Nachdem die Bulls eine deutliche Führung verspielt hatten, übernahm in der Schlussphase wieder einmal Derrick Rose (21 Punkte) Verantwortung. Der MVP-Kandidat fing gute drei Minuten vor Schluss einen Pass von Nets-Aufbauspieler Deron Williams ab und sorgte per Korbleger für die 73:69-Führung der Gäste aus der "Windy City". Kyle Korvers Dreier zum 79:71 machte den Sack wenig später zu. Flügelspieler Luol Deng verbuchte 19 Zähler.

Die Nets (22:44) haben als Zwölfter nur noch theoretische Chancen auf die Playoffs. Speziell Williams erwischte trotz elf Assists einen schwachen Tag und traf nur einen seiner zwölf Versuche aus dem Feld.

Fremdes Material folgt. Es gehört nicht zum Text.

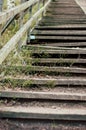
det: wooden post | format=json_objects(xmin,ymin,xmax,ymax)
[{"xmin": 27, "ymin": 6, "xmax": 32, "ymax": 43}]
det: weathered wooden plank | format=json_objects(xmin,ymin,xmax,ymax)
[
  {"xmin": 35, "ymin": 23, "xmax": 86, "ymax": 30},
  {"xmin": 31, "ymin": 30, "xmax": 86, "ymax": 36},
  {"xmin": 0, "ymin": 107, "xmax": 86, "ymax": 121},
  {"xmin": 0, "ymin": 0, "xmax": 51, "ymax": 64},
  {"xmin": 0, "ymin": 0, "xmax": 39, "ymax": 24},
  {"xmin": 32, "ymin": 58, "xmax": 86, "ymax": 64},
  {"xmin": 0, "ymin": 76, "xmax": 86, "ymax": 86},
  {"xmin": 41, "ymin": 42, "xmax": 86, "ymax": 47},
  {"xmin": 0, "ymin": 90, "xmax": 86, "ymax": 101},
  {"xmin": 1, "ymin": 65, "xmax": 86, "ymax": 74},
  {"xmin": 31, "ymin": 35, "xmax": 86, "ymax": 42}
]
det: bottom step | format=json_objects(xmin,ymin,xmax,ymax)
[{"xmin": 0, "ymin": 107, "xmax": 86, "ymax": 121}]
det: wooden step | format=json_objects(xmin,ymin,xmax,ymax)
[
  {"xmin": 39, "ymin": 20, "xmax": 86, "ymax": 26},
  {"xmin": 0, "ymin": 76, "xmax": 86, "ymax": 87},
  {"xmin": 42, "ymin": 14, "xmax": 86, "ymax": 21},
  {"xmin": 32, "ymin": 58, "xmax": 86, "ymax": 64},
  {"xmin": 0, "ymin": 106, "xmax": 86, "ymax": 121},
  {"xmin": 35, "ymin": 23, "xmax": 86, "ymax": 30},
  {"xmin": 30, "ymin": 35, "xmax": 86, "ymax": 42},
  {"xmin": 0, "ymin": 90, "xmax": 86, "ymax": 101}
]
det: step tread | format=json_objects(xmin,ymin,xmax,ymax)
[{"xmin": 0, "ymin": 107, "xmax": 86, "ymax": 121}]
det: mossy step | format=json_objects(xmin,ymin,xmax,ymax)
[
  {"xmin": 0, "ymin": 76, "xmax": 86, "ymax": 87},
  {"xmin": 0, "ymin": 66, "xmax": 86, "ymax": 75},
  {"xmin": 0, "ymin": 90, "xmax": 86, "ymax": 101},
  {"xmin": 31, "ymin": 47, "xmax": 86, "ymax": 54},
  {"xmin": 0, "ymin": 90, "xmax": 86, "ymax": 101},
  {"xmin": 31, "ymin": 30, "xmax": 86, "ymax": 36},
  {"xmin": 0, "ymin": 106, "xmax": 86, "ymax": 121},
  {"xmin": 35, "ymin": 23, "xmax": 86, "ymax": 30}
]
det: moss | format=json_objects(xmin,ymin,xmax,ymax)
[{"xmin": 46, "ymin": 81, "xmax": 55, "ymax": 88}]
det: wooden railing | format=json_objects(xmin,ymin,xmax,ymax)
[{"xmin": 0, "ymin": 0, "xmax": 51, "ymax": 64}]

Center Brook Lopez gelangen 22 Punkte sowie acht Rebounds.

Außerdem gewannen die Portland Trail Blazers mit 111:70 (64:44) gegen die Cleveland Cavaliers.

Portlands LaMarcus Aldridge verbuchte gegen das schwächste Team der Liga mit 20 Zählern und elf Rebounds ein Double-Double.

Die Blazers (39:29) sind im Westen weiterhin Sechster und liegen klar auf Playoff-Kurs.